What do you do exactly at the moment and why did you decide to attend IGLUS master programme?
I am based in Kuala Lumpur as a researcher. My focus is on pedestrian infrastructure as it relates to urban mobility and well-being. It is clear that many cities lack adequate pedestrian spaces and have become victims of the automobile. This is a crucial issue as it pertains to social equity and who has access to the city.
IGLUS provides an incredible opportunity to experience global cities and get an inside view as to how they are run. A city’s decision making is often opaque and inaccessible which is frustrating. IGLUS gets us inside the mechanisms which govern and shape a city. It allows us to see how different cities make choices.
What makes a city “SMART” in your personal opinion?
Green cities, social cities, sustainable cities, safe cities – these buzzwords establish a clear goal. They orientate us towards an aspiration. “Smart cities” does not give us an objective, it gives us a method. Having a technologically based city is not the goal – but technology can be how we achieve our goals.
I consider a city smart when it identifies the most pertinent issues and the best use of resources to address those concerns. Globally, I consider poverty to be the most pressing urban problem as millions of people are excluded from the basic services needed for a dignified life. When we leverage technology to assist the most vulnerable and build inclusive communities we are smart.
What do you think – according to your career – are the differences in the mobility sector between a “smart” and a “not-smart” metropolis?
Urban mobility is a central concern for cities. Policy makers need to identify what has worked and what has failed. Private mobility, especially the car, has created problems that will take decades to dismantle. Shared and active mobility are the only way to move millions of people efficiently. Investing in public transit, bike lanes, and pedestrian amenities make cities habitable. Highways, overpasses, and parking lots are the obvious antithesis.
Yes, technology has a role to play but it is possible to have an organised and efficient transport network using technology from the 1950s. Land use planning, policy, and regulation lie at the heart of the issue. We need governments to take bold, and potentially unpopular, decisions to redirect our cities. Seoul’s Cheonggyecheon River and Seoullo 7017 projects provide brilliant examples: removing elevated highways through the centre of the city was a daring move that has vastly improved the city.
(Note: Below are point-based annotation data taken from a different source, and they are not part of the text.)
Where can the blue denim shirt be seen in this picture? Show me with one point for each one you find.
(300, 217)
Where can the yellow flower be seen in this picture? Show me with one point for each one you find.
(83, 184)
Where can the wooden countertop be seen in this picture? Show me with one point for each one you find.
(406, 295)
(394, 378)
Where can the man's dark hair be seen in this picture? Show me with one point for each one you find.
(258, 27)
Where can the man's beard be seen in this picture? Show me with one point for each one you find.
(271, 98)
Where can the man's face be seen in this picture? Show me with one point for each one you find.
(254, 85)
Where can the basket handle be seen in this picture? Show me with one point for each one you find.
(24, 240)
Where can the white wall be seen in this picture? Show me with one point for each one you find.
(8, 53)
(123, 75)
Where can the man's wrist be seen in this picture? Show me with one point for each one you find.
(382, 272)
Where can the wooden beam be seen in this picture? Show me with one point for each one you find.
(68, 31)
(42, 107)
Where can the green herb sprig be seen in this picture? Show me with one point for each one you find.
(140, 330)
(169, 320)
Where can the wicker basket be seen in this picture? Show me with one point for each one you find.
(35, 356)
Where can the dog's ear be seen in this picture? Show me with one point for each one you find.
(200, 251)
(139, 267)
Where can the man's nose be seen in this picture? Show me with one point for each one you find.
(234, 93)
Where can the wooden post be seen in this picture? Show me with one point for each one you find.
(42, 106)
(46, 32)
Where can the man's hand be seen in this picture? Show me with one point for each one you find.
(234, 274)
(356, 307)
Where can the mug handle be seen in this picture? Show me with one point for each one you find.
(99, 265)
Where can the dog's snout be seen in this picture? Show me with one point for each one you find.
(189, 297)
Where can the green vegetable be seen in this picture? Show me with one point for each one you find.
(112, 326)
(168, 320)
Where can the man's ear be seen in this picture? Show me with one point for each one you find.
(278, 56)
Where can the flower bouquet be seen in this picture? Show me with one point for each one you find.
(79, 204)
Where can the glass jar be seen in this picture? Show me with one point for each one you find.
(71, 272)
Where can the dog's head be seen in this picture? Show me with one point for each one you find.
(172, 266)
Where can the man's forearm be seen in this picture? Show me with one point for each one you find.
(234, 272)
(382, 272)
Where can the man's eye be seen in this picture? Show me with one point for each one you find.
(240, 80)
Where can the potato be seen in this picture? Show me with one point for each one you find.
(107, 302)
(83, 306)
When we apply technology to transit we need to ensure that it is optimally used. Technology must be leveraged to augment the user experience. Ticketing systems need to be interoperable and integrated: commuters shouldn’t be penalised for changing between busses or modes. Comprehensive route planning apps helping people plan their trips are easy develop. Real time data on bus locations should be standard – if Uber can do it why can’t cities? Smart cities that encourage public transport and focus on improving residents’ lives will benefit the most. Researching and promoting private transport, regardless how “smart” or “green”, is a misallocation of resources.
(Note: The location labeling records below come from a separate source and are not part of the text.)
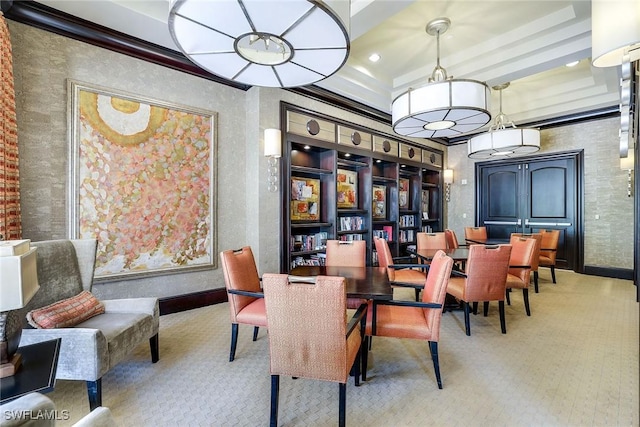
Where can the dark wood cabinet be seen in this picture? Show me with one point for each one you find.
(344, 182)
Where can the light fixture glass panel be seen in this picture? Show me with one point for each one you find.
(324, 61)
(275, 17)
(261, 75)
(318, 30)
(431, 97)
(469, 94)
(294, 75)
(225, 16)
(432, 116)
(195, 38)
(227, 65)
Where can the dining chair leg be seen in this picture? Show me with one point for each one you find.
(234, 341)
(343, 404)
(433, 348)
(525, 296)
(365, 357)
(275, 391)
(467, 328)
(503, 322)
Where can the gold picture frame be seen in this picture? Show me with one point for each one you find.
(142, 182)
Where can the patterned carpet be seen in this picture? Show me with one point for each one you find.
(574, 362)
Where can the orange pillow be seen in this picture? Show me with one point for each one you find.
(66, 313)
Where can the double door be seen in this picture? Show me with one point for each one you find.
(528, 195)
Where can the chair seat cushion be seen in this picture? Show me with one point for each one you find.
(67, 312)
(253, 313)
(399, 322)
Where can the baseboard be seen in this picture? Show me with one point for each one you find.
(186, 302)
(616, 273)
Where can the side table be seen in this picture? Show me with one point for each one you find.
(37, 372)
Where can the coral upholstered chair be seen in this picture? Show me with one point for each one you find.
(522, 254)
(246, 301)
(415, 320)
(484, 280)
(548, 250)
(309, 336)
(351, 253)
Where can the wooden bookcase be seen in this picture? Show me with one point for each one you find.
(344, 182)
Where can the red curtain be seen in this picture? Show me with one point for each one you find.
(10, 224)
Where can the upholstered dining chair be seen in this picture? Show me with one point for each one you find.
(484, 280)
(406, 275)
(246, 300)
(536, 256)
(415, 320)
(309, 336)
(548, 250)
(352, 253)
(523, 250)
(475, 233)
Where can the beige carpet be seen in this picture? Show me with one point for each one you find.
(574, 362)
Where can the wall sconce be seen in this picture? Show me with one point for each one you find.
(448, 180)
(628, 164)
(273, 151)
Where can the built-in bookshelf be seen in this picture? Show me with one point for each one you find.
(349, 183)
Can you give to our readers a pragmatic example of “city’s smartness” that you think is valiant in the mobility sector?
One of the most exciting developments is the rise of dockless bike-sharing. Traditional bike-sharing depends on fixed locations which users must locate to access and return the bikes. Under the new model, users can find a bike via their smartphone and leave the bike anywhere. This is far more convenient.
Further, it allows incredible data to be generated. This information helps cities plan and roll out infrastructure in the areas it will serve the most people while avoiding developing infrastructure which will be underutilised.
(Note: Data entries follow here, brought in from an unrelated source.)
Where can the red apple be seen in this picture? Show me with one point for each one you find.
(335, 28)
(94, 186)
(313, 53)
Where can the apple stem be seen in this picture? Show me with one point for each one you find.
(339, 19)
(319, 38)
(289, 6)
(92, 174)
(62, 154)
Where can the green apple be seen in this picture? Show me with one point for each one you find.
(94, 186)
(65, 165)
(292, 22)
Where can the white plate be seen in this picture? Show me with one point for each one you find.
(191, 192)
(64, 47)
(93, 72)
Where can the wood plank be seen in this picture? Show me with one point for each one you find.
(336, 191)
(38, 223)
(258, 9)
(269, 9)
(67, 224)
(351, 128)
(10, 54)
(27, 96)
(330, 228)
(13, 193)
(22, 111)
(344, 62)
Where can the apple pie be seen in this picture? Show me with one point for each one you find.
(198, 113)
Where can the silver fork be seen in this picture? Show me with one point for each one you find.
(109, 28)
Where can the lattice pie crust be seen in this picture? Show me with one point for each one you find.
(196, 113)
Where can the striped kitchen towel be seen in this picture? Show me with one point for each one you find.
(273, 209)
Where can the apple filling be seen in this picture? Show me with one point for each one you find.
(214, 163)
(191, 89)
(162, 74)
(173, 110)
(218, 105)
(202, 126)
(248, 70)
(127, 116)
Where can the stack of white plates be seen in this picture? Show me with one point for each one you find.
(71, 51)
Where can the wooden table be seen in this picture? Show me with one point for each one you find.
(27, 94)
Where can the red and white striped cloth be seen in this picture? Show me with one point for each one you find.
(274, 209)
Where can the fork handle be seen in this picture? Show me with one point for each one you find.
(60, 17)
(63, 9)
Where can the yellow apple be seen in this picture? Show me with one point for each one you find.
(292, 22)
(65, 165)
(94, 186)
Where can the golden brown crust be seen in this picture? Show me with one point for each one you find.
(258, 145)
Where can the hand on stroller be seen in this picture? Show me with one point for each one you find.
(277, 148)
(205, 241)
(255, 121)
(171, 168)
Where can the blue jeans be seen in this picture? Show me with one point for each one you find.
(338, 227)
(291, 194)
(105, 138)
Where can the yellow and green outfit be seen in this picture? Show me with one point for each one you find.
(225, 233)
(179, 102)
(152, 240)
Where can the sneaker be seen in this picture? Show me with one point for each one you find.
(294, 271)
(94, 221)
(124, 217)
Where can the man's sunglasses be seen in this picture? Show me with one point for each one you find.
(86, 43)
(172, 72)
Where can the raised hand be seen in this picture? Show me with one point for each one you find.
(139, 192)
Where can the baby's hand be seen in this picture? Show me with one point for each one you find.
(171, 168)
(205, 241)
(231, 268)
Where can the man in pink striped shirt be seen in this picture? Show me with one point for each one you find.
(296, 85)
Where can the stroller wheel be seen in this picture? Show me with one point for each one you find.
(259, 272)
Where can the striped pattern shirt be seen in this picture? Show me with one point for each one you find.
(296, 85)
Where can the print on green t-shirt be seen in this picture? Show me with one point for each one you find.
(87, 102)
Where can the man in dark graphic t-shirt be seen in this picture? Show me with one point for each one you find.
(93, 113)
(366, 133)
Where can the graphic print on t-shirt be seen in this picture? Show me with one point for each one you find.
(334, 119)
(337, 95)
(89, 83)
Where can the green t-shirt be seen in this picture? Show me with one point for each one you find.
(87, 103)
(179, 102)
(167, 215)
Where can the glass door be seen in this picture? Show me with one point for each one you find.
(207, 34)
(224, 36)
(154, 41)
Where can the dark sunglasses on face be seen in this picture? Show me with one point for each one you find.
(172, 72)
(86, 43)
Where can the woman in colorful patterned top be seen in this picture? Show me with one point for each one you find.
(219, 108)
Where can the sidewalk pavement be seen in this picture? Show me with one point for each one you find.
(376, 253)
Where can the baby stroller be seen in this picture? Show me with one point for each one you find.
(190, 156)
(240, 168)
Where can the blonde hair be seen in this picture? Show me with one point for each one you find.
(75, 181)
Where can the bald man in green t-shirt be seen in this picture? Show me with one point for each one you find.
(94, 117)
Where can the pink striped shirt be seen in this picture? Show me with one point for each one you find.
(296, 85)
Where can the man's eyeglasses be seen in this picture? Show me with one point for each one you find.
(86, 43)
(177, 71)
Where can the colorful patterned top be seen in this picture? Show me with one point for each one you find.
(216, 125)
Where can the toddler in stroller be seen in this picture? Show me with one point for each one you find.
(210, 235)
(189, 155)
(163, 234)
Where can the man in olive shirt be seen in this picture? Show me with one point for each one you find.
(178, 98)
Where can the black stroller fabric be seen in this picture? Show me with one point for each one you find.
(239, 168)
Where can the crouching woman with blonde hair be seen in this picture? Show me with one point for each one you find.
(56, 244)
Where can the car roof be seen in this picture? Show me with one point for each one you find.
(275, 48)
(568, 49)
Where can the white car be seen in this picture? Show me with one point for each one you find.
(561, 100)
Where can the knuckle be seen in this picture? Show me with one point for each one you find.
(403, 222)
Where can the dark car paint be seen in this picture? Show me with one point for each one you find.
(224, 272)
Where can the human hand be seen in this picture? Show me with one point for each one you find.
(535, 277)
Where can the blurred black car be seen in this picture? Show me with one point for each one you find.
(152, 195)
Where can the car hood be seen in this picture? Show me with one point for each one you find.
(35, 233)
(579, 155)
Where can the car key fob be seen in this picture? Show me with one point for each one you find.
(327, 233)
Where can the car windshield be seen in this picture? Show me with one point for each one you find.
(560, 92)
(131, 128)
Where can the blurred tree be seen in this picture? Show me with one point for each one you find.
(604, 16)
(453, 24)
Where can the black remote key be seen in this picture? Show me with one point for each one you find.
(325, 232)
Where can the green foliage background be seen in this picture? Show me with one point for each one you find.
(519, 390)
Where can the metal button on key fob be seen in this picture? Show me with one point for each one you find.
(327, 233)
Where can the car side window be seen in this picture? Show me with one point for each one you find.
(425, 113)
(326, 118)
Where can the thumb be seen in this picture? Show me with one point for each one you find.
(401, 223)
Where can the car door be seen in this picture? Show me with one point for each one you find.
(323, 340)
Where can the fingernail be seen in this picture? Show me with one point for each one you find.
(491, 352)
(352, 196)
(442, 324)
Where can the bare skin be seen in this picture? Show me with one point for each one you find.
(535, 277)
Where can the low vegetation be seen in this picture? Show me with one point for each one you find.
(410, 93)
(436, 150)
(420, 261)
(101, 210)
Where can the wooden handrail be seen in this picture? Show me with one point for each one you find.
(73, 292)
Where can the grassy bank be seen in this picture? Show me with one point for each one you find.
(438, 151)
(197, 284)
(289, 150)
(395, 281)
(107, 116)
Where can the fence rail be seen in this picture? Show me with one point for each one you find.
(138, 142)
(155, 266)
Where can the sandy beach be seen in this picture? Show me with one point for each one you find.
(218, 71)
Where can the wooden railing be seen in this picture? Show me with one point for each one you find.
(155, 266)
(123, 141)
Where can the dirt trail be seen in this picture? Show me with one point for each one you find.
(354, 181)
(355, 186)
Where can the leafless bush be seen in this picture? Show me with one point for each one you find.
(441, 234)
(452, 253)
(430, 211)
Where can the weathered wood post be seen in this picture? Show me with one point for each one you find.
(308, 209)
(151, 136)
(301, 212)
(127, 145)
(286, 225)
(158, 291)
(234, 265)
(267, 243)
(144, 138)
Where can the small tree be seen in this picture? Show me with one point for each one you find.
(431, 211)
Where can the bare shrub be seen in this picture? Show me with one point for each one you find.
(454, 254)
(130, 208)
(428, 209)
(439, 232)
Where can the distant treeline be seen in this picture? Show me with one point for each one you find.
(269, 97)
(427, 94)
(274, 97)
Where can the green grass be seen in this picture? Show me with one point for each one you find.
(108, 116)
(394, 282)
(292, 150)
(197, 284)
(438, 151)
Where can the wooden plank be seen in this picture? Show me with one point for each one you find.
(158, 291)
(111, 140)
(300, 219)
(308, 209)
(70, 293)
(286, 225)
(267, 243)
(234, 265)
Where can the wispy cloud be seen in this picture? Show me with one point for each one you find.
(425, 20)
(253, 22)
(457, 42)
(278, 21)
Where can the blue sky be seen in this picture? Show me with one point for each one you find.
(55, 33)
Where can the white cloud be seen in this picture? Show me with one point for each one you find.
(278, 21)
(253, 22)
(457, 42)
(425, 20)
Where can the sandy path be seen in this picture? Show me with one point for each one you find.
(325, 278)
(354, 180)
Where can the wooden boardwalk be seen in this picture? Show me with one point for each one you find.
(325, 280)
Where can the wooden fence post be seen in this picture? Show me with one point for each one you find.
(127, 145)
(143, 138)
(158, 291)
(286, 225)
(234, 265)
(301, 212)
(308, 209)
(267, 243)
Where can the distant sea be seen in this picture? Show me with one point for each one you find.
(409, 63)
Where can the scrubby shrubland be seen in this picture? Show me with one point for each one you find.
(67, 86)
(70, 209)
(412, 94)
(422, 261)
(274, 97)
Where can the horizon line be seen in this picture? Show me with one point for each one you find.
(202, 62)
There are of course problems which arise from such a disruptive industry. Just as Uber and AirBnB disrupted their respective industries, dockless bike-sharing pose new challenges. I lived in Beijing and regularly used the city’s excellent bike-sharing network. When I heard dockless bikes were being introduced I didn’t think they had a chance. When I visited Beijing in March, the city’s bikes and stations were being dismantled while thousands of colourful dockless bikes roamed the streets.
Regulation is crucial. Without it, bike-sharing companies flood the streets with bikes in an attempt to crowd out competitors. This is a far from optimum situation which clogs pavements and creates new problems. Careful policy, however, can ensure that the efficiency gains provided by this technology serve the city.